L'immobile risultava occupato abusivamente dal 2022 da una famiglia che, nel corso degli anni, aveva sollevato numerose segnalazioni da parte del vicinato per gravi problemi di convivenza civile. Il rilascio è arrivato al termine di una complessa procedura di sfratto condotta dal personale Atc con il supporto delle Forze dell'Ordine: le operazioni si sono prolungate per diverse ore anche per la gestione di un animale domestico che gli ex occupanti volevano abbandonare nell'alloggio, preso poi in custodia dal canile municipale. L'appartamento, trovato in precarie condizioni igienico-strutturali, è stato subito murato e messo in sicurezza in attesa dei necessari lavori di ristrutturazione che lo renderanno nuovamente assegnabile alle famiglie in graduatoria. Con questo blitz si azzerano ufficialmente le occupazioni irregolari nel complesso di via Roveda.
Marrone e Pedrini: "Tolleranza zero per gli abusivi"

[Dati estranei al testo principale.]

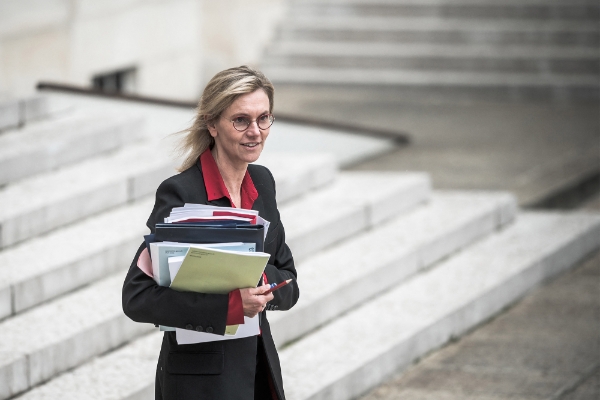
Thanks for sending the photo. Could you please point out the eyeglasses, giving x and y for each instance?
(242, 123)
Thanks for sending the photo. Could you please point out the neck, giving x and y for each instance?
(232, 174)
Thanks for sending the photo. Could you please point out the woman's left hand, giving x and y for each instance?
(254, 301)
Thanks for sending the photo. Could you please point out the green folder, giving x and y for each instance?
(219, 271)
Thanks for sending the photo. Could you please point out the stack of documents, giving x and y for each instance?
(208, 249)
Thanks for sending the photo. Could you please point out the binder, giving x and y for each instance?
(207, 233)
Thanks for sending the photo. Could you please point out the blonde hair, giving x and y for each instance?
(220, 92)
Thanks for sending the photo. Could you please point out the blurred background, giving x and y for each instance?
(480, 95)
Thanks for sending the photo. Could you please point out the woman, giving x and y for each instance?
(231, 126)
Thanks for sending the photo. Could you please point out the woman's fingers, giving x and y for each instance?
(253, 301)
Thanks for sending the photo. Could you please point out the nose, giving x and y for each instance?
(253, 128)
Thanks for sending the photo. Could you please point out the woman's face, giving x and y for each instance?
(241, 148)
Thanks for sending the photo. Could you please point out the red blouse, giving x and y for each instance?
(216, 189)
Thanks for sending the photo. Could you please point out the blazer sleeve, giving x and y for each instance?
(281, 265)
(145, 301)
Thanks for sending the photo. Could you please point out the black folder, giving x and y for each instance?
(208, 233)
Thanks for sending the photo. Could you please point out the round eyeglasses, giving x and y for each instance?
(242, 123)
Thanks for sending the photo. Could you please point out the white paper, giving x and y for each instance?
(251, 327)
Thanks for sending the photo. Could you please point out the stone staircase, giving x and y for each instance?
(389, 268)
(509, 48)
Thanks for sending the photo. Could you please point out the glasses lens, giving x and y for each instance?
(241, 123)
(265, 121)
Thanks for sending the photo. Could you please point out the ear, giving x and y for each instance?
(212, 129)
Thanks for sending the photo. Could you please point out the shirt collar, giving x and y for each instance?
(215, 187)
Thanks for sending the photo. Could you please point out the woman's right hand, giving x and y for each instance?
(254, 301)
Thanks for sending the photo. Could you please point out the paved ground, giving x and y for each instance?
(545, 347)
(548, 345)
(531, 149)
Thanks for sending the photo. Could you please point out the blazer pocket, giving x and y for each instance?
(196, 363)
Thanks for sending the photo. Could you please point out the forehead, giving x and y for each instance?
(256, 102)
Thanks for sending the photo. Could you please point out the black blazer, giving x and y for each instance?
(215, 370)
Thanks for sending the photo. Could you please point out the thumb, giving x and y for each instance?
(262, 289)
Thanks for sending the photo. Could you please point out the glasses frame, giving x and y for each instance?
(251, 121)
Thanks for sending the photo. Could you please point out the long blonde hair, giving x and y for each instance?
(220, 92)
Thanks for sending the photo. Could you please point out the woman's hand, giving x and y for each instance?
(254, 301)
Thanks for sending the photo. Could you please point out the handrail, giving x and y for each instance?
(398, 137)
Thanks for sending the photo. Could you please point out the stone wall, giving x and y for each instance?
(174, 45)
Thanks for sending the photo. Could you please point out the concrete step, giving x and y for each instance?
(514, 85)
(47, 201)
(468, 9)
(37, 354)
(349, 274)
(97, 246)
(18, 112)
(127, 373)
(356, 201)
(60, 335)
(362, 348)
(522, 59)
(44, 146)
(111, 180)
(441, 31)
(393, 252)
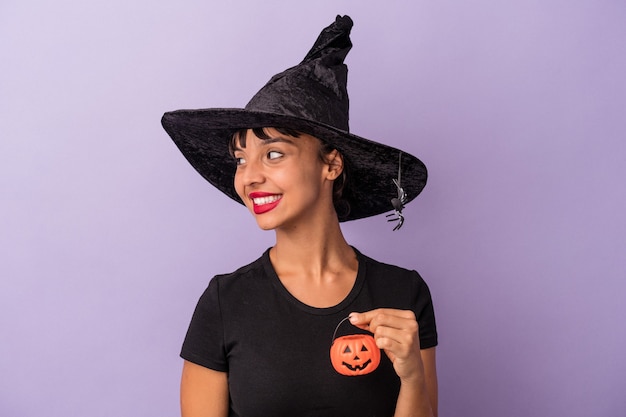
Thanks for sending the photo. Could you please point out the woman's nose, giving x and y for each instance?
(251, 173)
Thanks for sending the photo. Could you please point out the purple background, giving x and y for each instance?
(108, 236)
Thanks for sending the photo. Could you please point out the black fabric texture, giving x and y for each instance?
(276, 349)
(312, 98)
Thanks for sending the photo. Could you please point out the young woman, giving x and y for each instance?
(259, 343)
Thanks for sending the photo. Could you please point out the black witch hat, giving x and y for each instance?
(312, 98)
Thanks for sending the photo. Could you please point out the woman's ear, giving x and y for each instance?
(335, 164)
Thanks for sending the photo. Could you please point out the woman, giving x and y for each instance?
(258, 343)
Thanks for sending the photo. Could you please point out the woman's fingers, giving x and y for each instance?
(397, 333)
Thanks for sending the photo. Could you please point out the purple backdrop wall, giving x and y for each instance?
(108, 236)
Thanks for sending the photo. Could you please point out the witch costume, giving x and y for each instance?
(274, 347)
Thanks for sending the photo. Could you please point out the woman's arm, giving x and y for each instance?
(203, 392)
(396, 332)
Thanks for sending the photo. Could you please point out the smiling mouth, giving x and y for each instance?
(262, 203)
(357, 367)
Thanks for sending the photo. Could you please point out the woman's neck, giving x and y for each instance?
(315, 251)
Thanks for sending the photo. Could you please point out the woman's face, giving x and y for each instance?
(282, 180)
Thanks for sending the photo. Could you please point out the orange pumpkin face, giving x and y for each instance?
(355, 354)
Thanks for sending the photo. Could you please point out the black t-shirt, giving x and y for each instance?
(276, 348)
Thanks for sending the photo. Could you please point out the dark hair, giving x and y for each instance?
(340, 185)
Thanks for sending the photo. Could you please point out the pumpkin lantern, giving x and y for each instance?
(355, 354)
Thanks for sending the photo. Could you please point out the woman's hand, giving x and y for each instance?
(396, 333)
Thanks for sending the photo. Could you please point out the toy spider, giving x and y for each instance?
(398, 203)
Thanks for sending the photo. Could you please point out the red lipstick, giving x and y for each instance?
(263, 202)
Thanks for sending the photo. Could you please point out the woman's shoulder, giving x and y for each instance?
(387, 269)
(253, 270)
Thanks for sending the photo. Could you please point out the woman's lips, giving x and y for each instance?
(264, 202)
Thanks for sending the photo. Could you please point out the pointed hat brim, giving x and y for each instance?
(311, 98)
(203, 137)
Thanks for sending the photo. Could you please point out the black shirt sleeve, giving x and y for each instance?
(204, 342)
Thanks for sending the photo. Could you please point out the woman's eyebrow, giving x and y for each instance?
(278, 139)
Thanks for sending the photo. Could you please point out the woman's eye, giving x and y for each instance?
(274, 155)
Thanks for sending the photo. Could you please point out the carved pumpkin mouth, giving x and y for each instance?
(357, 367)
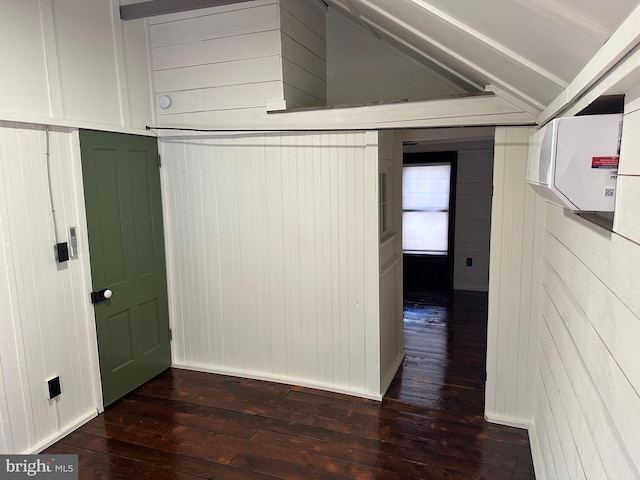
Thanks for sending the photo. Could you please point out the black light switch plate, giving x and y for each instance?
(54, 387)
(62, 250)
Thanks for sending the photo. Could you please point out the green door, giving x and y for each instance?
(126, 245)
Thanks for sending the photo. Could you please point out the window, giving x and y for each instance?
(425, 208)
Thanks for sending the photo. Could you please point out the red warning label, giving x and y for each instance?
(605, 162)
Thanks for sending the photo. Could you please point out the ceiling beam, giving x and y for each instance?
(152, 8)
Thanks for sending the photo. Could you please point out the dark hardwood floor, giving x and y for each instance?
(189, 425)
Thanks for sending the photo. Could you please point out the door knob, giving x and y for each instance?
(101, 295)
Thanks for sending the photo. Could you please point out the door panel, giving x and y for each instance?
(124, 216)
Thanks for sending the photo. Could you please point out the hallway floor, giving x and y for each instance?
(188, 425)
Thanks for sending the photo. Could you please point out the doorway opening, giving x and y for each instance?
(428, 201)
(445, 292)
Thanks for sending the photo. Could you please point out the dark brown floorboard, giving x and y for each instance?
(190, 425)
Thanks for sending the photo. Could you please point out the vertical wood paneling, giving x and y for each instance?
(47, 318)
(474, 189)
(295, 242)
(515, 237)
(76, 63)
(390, 262)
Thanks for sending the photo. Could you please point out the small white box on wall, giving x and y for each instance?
(574, 161)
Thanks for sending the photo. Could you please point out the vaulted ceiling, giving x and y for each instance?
(527, 49)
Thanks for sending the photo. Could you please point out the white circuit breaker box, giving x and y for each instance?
(573, 161)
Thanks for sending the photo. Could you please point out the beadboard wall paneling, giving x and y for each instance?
(77, 64)
(516, 242)
(47, 320)
(274, 269)
(474, 189)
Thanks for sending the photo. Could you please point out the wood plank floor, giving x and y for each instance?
(189, 425)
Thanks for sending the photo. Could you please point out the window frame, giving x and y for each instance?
(436, 158)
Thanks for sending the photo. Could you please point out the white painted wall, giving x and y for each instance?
(391, 289)
(474, 189)
(304, 52)
(586, 416)
(516, 242)
(218, 60)
(74, 63)
(47, 319)
(274, 257)
(362, 68)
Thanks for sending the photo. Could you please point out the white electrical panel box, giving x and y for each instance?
(573, 161)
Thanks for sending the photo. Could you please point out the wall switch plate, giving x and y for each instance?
(62, 252)
(54, 387)
(73, 242)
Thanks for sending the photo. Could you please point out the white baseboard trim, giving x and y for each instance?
(284, 380)
(391, 373)
(509, 422)
(536, 454)
(62, 433)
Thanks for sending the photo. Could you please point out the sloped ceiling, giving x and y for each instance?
(527, 49)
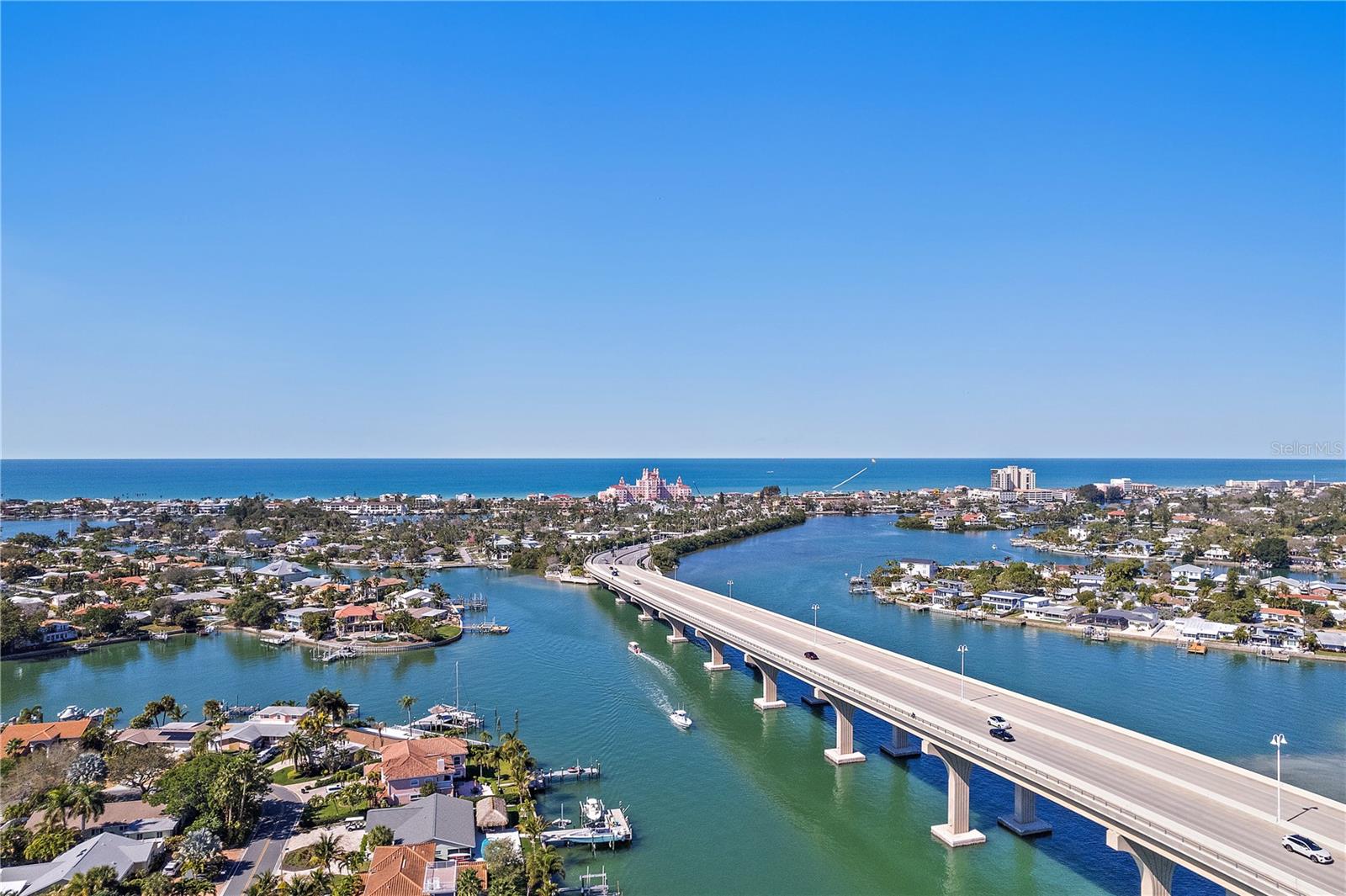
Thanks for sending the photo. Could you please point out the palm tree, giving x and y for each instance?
(87, 802)
(296, 750)
(60, 802)
(407, 701)
(326, 849)
(264, 884)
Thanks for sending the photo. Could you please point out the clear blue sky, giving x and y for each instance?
(798, 231)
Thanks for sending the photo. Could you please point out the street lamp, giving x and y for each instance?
(962, 660)
(1278, 741)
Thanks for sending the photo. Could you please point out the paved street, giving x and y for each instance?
(1205, 810)
(279, 815)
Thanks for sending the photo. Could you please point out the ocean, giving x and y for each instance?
(511, 478)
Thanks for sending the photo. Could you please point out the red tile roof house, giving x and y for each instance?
(354, 619)
(407, 765)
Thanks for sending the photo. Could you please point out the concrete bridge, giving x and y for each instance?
(1161, 803)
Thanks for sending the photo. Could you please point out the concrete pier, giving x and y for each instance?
(1157, 872)
(1025, 819)
(679, 635)
(957, 830)
(717, 654)
(769, 698)
(901, 745)
(845, 752)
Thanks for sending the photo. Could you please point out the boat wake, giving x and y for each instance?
(663, 666)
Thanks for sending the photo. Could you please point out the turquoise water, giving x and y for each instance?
(326, 478)
(745, 802)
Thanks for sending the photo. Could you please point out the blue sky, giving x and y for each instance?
(672, 231)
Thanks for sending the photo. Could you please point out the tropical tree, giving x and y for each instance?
(326, 851)
(407, 701)
(87, 802)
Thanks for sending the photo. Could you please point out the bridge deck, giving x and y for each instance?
(1209, 815)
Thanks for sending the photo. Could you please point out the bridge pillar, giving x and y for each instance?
(1025, 819)
(901, 745)
(717, 654)
(1157, 872)
(679, 635)
(769, 698)
(845, 752)
(957, 830)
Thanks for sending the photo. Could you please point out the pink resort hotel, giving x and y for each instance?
(646, 489)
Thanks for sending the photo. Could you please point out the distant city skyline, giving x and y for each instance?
(311, 231)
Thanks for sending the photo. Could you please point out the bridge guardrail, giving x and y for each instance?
(789, 665)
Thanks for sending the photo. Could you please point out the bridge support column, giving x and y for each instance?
(769, 698)
(901, 745)
(1025, 819)
(1157, 872)
(679, 635)
(845, 752)
(957, 830)
(717, 654)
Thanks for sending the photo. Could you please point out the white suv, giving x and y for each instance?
(1305, 846)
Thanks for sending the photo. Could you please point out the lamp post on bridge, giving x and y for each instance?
(962, 660)
(1278, 741)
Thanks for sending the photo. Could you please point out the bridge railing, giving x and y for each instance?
(1188, 840)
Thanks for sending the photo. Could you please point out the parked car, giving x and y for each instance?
(1307, 848)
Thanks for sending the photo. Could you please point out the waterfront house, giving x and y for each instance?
(174, 736)
(123, 855)
(357, 619)
(45, 734)
(294, 618)
(1003, 602)
(1189, 574)
(283, 570)
(279, 712)
(56, 631)
(444, 821)
(1062, 613)
(407, 765)
(415, 871)
(919, 567)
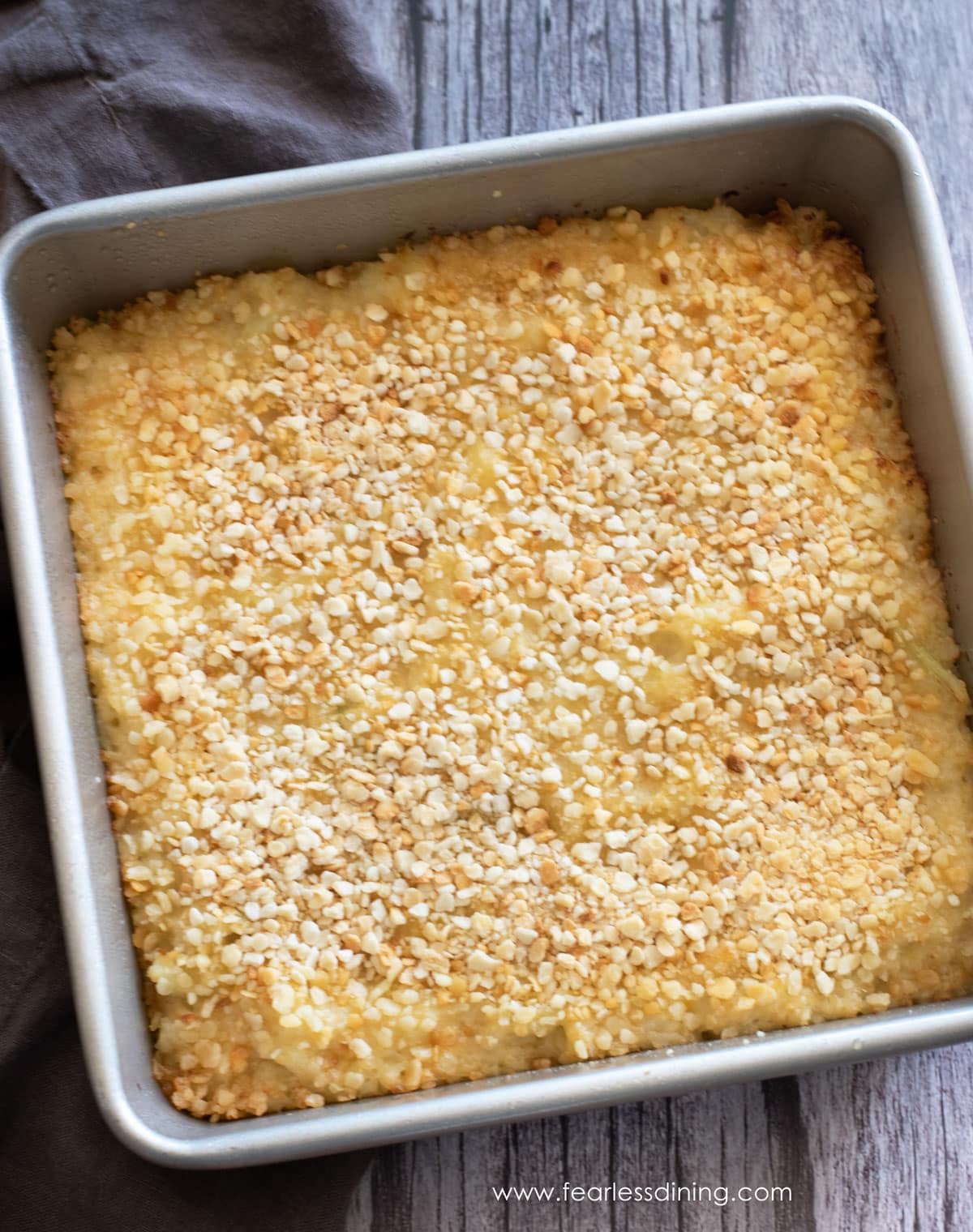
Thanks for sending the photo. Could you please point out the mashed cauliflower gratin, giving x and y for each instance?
(521, 648)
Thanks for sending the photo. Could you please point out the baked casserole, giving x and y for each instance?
(521, 648)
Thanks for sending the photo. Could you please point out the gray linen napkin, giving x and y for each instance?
(104, 96)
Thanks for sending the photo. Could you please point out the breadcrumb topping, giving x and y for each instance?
(521, 648)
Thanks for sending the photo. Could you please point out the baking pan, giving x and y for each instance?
(845, 156)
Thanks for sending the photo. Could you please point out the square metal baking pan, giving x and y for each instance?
(847, 156)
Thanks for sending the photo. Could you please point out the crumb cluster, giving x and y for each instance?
(521, 648)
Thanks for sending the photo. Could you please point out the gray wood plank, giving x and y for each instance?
(876, 1147)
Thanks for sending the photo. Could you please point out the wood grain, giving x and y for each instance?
(876, 1147)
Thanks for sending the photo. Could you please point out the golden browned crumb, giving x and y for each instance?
(521, 648)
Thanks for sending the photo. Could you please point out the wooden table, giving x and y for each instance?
(882, 1146)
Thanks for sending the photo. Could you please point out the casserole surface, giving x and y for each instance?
(520, 649)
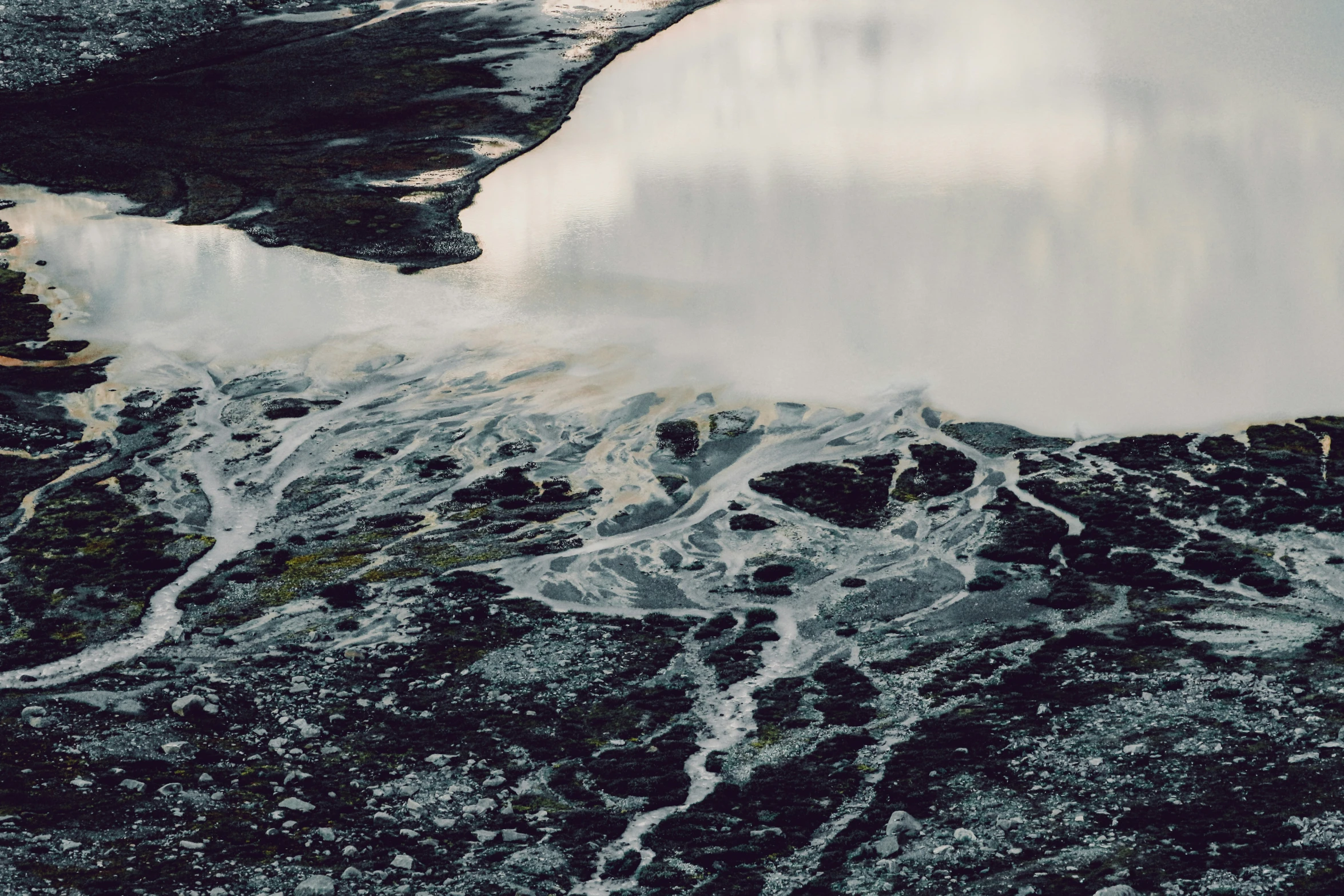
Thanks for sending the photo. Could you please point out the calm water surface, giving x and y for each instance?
(1059, 214)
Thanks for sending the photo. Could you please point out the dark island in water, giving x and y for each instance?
(471, 645)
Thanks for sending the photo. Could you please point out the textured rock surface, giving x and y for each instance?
(359, 129)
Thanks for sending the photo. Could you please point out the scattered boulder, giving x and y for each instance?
(902, 822)
(182, 706)
(316, 886)
(750, 523)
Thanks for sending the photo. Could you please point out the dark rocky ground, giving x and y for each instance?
(359, 129)
(1023, 667)
(458, 657)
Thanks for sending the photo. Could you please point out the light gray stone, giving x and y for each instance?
(316, 886)
(902, 822)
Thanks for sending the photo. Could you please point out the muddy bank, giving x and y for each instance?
(352, 129)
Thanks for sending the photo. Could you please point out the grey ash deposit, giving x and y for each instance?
(51, 41)
(474, 645)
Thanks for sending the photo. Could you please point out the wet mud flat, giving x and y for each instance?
(472, 644)
(358, 129)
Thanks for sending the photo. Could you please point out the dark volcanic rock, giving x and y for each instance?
(997, 440)
(1023, 533)
(941, 472)
(362, 135)
(854, 493)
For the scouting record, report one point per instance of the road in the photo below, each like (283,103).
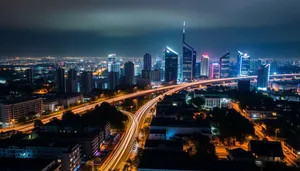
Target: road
(122,152)
(290,157)
(29,126)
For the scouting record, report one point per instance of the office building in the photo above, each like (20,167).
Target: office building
(274,67)
(243,64)
(29,76)
(14,109)
(189,59)
(60,80)
(156,75)
(214,70)
(72,81)
(224,65)
(110,59)
(129,73)
(204,69)
(147,61)
(171,65)
(263,77)
(113,80)
(197,69)
(243,85)
(87,84)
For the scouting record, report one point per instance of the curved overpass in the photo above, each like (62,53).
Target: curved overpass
(29,126)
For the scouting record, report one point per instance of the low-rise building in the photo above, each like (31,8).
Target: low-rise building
(68,154)
(266,151)
(174,127)
(17,164)
(67,100)
(13,109)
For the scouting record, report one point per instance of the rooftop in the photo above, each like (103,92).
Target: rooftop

La linea dell'ente regionale e di Atc resta ferma e intransigente. Il duplice recupero in 72 ore rappresenta un chiaro messaggio indirizzato a chi occupa le case popolari senza diritto. "La nostra guerra agli abusivi non si ferma mai - hanno dichiarato in una nota congiunta il vicepresidente della Regione Piemonte, Maurizio Marrone, e il presidente di Atc Piemonte Centrale, Maurizio Pedrini -. Giorno dopo giorno, mese dopo mese, stiamo pazientemente liberando tutti gli alloggi occupati uno per uno. In questi giorni siamo rientrati in possesso di altri due appartamenti, un segnale chiaro a tutti coloro che prima pensavano di poter fare il bello e il cattivo tempo nelle case popolari. Quel tempo è finito: ora è il momento delle regole e della legalità".